Clinical Use of the Apple Watch

Apple Inc. released the first Apple Watch in April 2015.  At that time, it was mostly marketed as a fitness and fashion accessory.  However, it has quickly developed into one of the most popular pieces of consumer health tech on the market, and data generated from the device is commonly encountered in the cardiology and electrophysiology clinic, necessitating action from clinicians.  As such, it is important for providers to be aware of the benefits, limitations and evidence related to use of the device. 

As it relates to cardiology, the Apple Watch is primarily encountered by physicians due to results from the irregular rhythm notification system or an abnormal electrical tracing generated by the electrocardiogram (ECG) technology.  These features were released in September 2018 with the Apple Watch Series 4.  The irregular rhythm notification can be turned on in the Apple Watch application on the users phone and used with any Series of the watch, while the ECG feature is only available on Series 4 and up. 

In June of 2022, Apple announced a new feature, now available, meant to allow users with a known history of atrial fibrillation (AF) determine what percentage of the time they are spending in AF.  
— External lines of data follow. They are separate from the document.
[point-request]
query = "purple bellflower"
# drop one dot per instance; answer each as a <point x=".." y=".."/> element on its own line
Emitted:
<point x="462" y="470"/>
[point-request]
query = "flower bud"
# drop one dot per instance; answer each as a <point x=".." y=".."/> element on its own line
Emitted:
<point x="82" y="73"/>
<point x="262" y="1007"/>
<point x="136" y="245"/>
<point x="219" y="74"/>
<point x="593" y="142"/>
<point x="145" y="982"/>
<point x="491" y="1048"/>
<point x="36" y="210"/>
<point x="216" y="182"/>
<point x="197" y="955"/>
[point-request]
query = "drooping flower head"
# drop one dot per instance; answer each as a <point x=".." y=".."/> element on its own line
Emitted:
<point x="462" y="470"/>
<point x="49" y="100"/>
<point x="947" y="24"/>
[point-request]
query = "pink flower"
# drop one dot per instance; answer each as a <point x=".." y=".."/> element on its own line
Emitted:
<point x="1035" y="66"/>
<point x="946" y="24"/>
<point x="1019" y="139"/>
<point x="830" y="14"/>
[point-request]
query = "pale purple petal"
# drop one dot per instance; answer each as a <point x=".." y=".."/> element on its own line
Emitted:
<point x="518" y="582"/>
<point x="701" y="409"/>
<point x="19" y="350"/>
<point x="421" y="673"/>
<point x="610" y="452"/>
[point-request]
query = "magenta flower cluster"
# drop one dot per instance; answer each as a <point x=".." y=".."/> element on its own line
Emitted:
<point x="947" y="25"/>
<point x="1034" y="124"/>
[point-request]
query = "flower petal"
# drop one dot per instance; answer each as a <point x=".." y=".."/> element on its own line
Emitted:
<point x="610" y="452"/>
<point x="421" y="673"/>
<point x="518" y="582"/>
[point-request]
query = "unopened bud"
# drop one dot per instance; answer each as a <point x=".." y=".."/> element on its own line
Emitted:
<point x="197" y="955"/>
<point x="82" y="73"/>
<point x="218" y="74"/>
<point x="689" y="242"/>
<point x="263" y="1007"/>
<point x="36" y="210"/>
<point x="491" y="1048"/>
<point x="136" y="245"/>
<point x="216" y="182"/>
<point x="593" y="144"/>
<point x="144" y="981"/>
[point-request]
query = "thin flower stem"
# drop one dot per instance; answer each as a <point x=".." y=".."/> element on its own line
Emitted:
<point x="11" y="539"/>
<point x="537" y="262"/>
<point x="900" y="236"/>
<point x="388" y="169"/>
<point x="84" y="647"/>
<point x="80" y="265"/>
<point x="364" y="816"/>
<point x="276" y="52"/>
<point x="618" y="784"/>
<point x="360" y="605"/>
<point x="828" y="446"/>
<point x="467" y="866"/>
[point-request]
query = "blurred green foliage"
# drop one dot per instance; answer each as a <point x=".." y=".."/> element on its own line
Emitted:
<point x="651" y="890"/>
Irregular Rhythm Notification:

FDA Approval

The FDA has approved this feature as Class II Software as a Medical Device and it is only covered for over-the-counter use (not prescription use).  As a Class II device, the Irregular Rhythm Notification is considered to have a moderate level of risk, which means that the FDA has established specific controls and requirements to provide a reasonable assurance of safety and effectiveness for this feature.  It is approved for use in people without a known history of AF.

How does it work:

The Apple Watch uses an optical heart rate sensor, which employs a technology called photoplethysmography (PPG) to measure heart rate. PPG involves shining light, usually green LEDs, onto the skin and measuring the amount of light that is reflected back. As blood volume in the wrist changes with each heartbeat, the amount of light absorbed and reflected varies, allowing the watch to detect the user’s pulse.  When the user is NOT active (it can determine this from the accelerometer) it will attempt to measure the PPG signal over a 1 minute stretch.  It stores this as a tachogram (plot of time between heartbeats over that minute).  If the signal is not clean enough to capture a certain frequency of beats, then that tachogram is discarded and not used.  Apple uses this tachogram to look at the regularity of time between beets, which should be fairly stable between beats in sinus rhythm but will be irregular for rhythms like AF.  The threshold for what constitutes ‘irregularity’ between beats is determined by a proprietary algorithm developed by Apple and not available to the public.  Once it identifies an irregular rhythm, this triggers a cascade of checks which attempt to run as frequently as every 15 minutes (these are subject to the same limitations as noted above regarding signal clarity and need for the user to be inactive).  If 5 / 6 tachograms are classified as irregular, only then is the user notified to the irregular rhythm, so it requires a minimum of 75 minutes of an irregular rhythm to reach this threshold, and prior to initiating this cascade it is important to remember that the watch is checking tachograms every 2-4 hours but not continuously.  

Data leading to approval:

This product went through a variety of preclinical and clinical testing.  Some of these results are available via Apple and their public FDA filing.  Regarding the preclinical testing, Apple states publicly that: 

“Prior to clinical testing, studies were conducted to develop the PPG-based detection algorithm and to evaluate algorithm performance across a variety of conditions and user behaviors. Among these were deep breathing, riding in a car, hand tremors and motion, reduced hand or wrist perfusion, overnight wear, rapid ventricular response in individuals with AFib, and other arrhythmias. These studies were performed in 2300 control subjects and more than 500 subjects with AF… Because PPG relies on light absorptivity, the arrhythmia detection algorithm was tested across a variety of skin types and tones to ensure that sensor platform adjustments for skin tone were sufficient in the context of the algorithms used to detect arrhythmias… Validation efforts demonstrated no significant difference in algorithm sensitivity or specificity across skin types or tones.”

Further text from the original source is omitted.